The international community spends billions of dollars each year on counterterrorism interventions in conflict-affected states, to reduce the threat posed by groups like al-Qa’ida and the Islamic State (ISIS). Evidence from field-based research suggests that these groups do not enjoy particularly high levels of local legitimacy. If that is true, how should we understand their ability to withstand the world’s most powerful militaries and intelligence agencies? One possibility is that counter-terrorism practitioners fundamentally misunderstand the nature of the groups they are fighting.
Combining approaches from International Relations, Anthropology, and Postcolonial Studies, this session focuses on the understandings of people living in areas affected by designated terrorist groups. It is informed by nearly five years of fieldwork across the Middle East and Africa (particularly in Yemen and Somaliland). By asking ‘who speaks’ (and what different groups say) about terrorism, the seminar is held together by the proposition that people living in affected communities tend to understand local extremist groups in profoundly different ways to international counter-terrorism practitioners, and that this opens a gap of misunderstanding that may foster the reproduction of those groups. From this starting point, I will investigate what taking the knowledge of local communities seriously can reveal about everyday forms of resistance to terrorism and domination, in order to help understand the in/effectiveness of international counter-terrorism interventions.

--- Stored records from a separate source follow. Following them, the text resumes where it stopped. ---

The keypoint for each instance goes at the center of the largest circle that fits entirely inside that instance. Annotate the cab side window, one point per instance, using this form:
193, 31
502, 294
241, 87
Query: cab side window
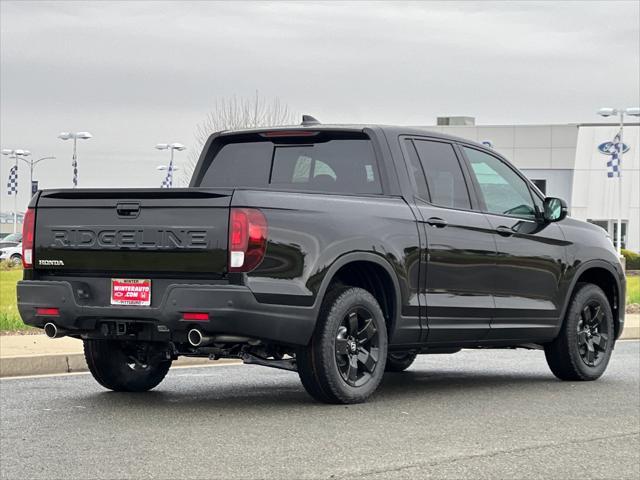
445, 180
504, 191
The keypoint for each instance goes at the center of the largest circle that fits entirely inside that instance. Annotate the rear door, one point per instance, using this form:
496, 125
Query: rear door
460, 245
530, 252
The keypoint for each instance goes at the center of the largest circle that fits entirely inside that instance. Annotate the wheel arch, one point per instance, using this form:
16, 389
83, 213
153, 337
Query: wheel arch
371, 272
605, 276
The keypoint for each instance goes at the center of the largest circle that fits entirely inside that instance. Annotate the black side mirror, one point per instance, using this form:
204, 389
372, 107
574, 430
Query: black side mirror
555, 209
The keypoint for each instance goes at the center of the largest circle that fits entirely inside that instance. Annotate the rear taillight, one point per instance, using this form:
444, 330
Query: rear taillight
28, 230
247, 239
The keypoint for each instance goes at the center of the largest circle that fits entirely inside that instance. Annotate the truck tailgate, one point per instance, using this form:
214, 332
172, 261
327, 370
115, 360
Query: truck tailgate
132, 230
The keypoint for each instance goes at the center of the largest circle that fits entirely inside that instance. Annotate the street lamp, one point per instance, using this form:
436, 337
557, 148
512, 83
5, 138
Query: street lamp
32, 163
620, 112
168, 182
75, 136
13, 189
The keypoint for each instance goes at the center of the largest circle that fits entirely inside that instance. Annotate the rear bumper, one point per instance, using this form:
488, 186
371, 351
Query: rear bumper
232, 309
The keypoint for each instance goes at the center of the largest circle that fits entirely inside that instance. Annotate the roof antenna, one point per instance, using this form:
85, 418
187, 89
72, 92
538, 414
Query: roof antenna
309, 120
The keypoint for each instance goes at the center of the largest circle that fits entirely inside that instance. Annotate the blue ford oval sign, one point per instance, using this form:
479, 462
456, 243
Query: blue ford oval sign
608, 148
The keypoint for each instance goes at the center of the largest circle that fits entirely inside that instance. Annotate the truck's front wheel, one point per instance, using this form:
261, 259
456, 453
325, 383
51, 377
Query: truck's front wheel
125, 366
345, 360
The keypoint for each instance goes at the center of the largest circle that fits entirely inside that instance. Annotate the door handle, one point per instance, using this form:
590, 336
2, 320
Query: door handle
504, 231
437, 222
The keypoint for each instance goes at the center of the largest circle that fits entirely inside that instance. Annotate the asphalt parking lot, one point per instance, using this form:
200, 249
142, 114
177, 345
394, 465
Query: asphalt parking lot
475, 414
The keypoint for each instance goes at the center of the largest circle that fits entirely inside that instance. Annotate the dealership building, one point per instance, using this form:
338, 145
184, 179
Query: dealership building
565, 161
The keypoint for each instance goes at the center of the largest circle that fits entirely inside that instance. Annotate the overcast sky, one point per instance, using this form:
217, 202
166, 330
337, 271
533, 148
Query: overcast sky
138, 73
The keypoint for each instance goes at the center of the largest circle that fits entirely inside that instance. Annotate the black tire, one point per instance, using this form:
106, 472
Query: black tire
582, 350
345, 359
113, 368
399, 361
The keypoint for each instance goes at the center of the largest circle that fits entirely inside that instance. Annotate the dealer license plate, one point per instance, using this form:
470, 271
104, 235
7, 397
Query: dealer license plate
126, 291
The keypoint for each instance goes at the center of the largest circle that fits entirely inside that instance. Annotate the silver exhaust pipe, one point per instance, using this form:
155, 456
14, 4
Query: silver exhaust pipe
51, 331
196, 339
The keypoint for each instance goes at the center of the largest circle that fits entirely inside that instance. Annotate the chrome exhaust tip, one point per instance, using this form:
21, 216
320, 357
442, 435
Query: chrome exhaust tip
51, 331
195, 337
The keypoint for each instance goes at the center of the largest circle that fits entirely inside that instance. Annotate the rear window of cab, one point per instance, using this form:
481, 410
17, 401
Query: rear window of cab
327, 163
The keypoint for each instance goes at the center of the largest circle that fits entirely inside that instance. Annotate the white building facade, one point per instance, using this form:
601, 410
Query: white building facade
565, 161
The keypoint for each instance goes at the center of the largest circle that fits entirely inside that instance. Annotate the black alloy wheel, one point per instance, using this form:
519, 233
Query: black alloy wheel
344, 361
584, 345
593, 334
357, 352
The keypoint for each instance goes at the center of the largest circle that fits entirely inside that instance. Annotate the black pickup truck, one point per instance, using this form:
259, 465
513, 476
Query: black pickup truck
337, 251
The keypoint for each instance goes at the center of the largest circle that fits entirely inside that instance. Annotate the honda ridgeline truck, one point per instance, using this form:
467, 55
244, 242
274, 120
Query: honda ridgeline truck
339, 252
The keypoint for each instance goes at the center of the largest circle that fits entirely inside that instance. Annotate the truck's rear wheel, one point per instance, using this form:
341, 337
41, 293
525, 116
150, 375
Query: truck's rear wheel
345, 360
583, 348
119, 366
399, 361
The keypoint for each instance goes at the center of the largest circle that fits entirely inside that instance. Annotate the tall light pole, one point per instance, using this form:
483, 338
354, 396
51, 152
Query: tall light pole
32, 163
75, 136
621, 112
13, 190
170, 168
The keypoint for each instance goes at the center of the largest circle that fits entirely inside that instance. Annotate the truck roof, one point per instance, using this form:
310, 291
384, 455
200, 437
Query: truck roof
392, 130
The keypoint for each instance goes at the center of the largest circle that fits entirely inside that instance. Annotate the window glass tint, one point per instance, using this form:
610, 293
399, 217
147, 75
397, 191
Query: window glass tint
445, 180
342, 166
503, 190
240, 165
416, 169
336, 166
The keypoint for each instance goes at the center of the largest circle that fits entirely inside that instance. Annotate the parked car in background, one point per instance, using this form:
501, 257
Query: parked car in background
11, 254
11, 240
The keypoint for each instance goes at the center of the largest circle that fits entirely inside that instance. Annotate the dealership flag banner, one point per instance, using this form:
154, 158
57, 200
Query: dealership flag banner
12, 184
168, 180
616, 151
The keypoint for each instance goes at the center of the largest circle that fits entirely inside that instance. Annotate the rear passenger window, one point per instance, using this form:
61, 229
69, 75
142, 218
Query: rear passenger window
416, 170
445, 181
344, 165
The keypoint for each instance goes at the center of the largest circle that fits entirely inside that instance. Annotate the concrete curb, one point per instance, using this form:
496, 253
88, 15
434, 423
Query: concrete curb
25, 365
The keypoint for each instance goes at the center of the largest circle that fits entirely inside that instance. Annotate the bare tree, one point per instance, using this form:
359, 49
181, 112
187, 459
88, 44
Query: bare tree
235, 113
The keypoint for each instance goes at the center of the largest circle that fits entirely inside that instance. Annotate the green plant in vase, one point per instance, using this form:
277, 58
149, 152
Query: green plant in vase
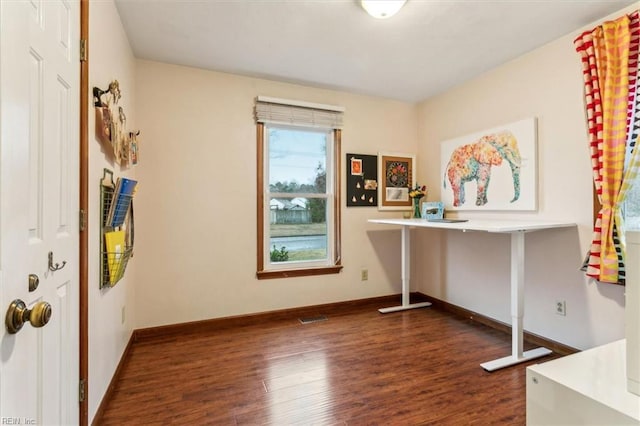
416, 195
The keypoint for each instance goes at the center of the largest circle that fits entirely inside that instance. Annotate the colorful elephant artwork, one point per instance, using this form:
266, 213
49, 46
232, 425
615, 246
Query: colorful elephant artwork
473, 162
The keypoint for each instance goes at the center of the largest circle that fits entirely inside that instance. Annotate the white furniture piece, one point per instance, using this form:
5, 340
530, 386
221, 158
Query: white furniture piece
586, 388
632, 311
517, 229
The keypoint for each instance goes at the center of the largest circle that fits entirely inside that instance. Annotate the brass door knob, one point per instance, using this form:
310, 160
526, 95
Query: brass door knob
18, 314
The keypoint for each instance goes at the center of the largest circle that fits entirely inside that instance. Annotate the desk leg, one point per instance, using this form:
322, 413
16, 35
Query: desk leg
406, 277
517, 311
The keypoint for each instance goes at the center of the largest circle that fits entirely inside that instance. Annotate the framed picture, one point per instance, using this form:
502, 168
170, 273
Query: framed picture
362, 180
395, 171
495, 169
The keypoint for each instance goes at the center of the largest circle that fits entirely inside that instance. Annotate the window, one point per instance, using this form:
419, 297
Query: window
298, 189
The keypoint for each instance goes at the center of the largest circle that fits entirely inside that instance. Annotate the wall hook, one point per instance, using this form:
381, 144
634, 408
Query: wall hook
55, 267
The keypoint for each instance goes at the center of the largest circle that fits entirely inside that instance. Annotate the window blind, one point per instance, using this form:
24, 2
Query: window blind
282, 111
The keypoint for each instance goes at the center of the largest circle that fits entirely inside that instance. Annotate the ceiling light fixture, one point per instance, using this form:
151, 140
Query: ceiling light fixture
382, 9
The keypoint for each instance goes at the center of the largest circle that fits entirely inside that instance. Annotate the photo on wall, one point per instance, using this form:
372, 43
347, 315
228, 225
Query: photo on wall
362, 180
396, 177
491, 170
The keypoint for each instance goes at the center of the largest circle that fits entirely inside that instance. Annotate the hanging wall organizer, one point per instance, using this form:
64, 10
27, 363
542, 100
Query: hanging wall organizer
116, 227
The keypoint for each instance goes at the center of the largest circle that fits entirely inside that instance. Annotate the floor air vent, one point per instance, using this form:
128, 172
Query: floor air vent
310, 320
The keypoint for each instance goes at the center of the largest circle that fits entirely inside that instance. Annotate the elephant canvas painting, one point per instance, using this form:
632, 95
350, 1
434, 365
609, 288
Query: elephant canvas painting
491, 170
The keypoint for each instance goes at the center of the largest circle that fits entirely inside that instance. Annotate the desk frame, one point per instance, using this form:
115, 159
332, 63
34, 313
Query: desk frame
517, 231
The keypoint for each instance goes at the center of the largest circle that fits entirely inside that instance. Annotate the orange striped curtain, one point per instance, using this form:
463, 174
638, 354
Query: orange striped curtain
609, 56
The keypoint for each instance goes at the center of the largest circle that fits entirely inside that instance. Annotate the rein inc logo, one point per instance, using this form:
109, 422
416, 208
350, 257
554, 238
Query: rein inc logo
17, 421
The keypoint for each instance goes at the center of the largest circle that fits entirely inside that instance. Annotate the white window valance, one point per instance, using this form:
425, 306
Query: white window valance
298, 113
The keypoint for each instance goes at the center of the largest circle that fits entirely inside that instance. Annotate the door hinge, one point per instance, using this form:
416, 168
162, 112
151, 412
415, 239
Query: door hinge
83, 50
81, 391
83, 220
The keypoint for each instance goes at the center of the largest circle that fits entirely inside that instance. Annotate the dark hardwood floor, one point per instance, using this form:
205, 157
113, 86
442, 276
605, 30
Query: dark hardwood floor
358, 367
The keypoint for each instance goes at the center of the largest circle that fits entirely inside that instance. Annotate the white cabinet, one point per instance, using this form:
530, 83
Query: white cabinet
586, 388
632, 311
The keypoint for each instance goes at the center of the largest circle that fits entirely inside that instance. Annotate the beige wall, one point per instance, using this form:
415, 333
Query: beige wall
110, 58
547, 84
196, 206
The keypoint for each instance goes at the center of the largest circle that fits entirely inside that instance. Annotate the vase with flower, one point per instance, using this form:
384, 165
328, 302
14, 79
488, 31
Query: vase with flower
416, 195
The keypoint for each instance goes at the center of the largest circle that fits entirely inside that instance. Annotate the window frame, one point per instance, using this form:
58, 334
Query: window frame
289, 270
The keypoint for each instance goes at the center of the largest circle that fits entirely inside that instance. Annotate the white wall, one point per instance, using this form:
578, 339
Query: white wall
547, 84
196, 205
110, 59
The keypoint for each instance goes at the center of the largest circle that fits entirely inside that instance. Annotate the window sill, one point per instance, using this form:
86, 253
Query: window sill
292, 273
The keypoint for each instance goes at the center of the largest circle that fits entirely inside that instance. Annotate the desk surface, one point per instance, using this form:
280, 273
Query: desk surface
598, 374
486, 225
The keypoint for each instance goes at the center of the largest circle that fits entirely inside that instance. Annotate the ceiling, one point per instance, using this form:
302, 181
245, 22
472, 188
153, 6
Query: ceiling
427, 48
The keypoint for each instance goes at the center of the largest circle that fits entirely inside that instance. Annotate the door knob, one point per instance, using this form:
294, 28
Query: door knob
18, 314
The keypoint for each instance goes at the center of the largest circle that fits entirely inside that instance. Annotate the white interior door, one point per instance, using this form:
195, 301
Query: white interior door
39, 131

Sarah Phillips is an Associate Professor in international security and development at The University of Sydney. Her research draws on in-depth fieldwork, and focuses on international intervention in the global south, knowledge production in conflict-affected states, state-building, and non-state governance, with a geographic focus on the Arabian Peninsula and Horn of Africa.
Sarah is the author of three books, the latest of which, When There Was No Aid: War and Peace in Somaliland (Cornell University Press, 2020) was awarded the Australian Political Science Association (AusPSA) Crisp Prize for the best scholarly political science monograph (2018-20). She is also published widely in top-tiered academic journals, including International Studies Quarterly, the European Journal of International Relations, African Affairs, Foreign Affairs, and International Affairs. Sarah holds a Sydney Outstanding Academic Research (SOAR) Fellowship, is a Non-Resident Fellow at the Sana’a Center for Strategic Studies (Yemen and Lebanon), and will commence an ARC Future Fellowship in 2021 that explores some of the issues outlined in this talk.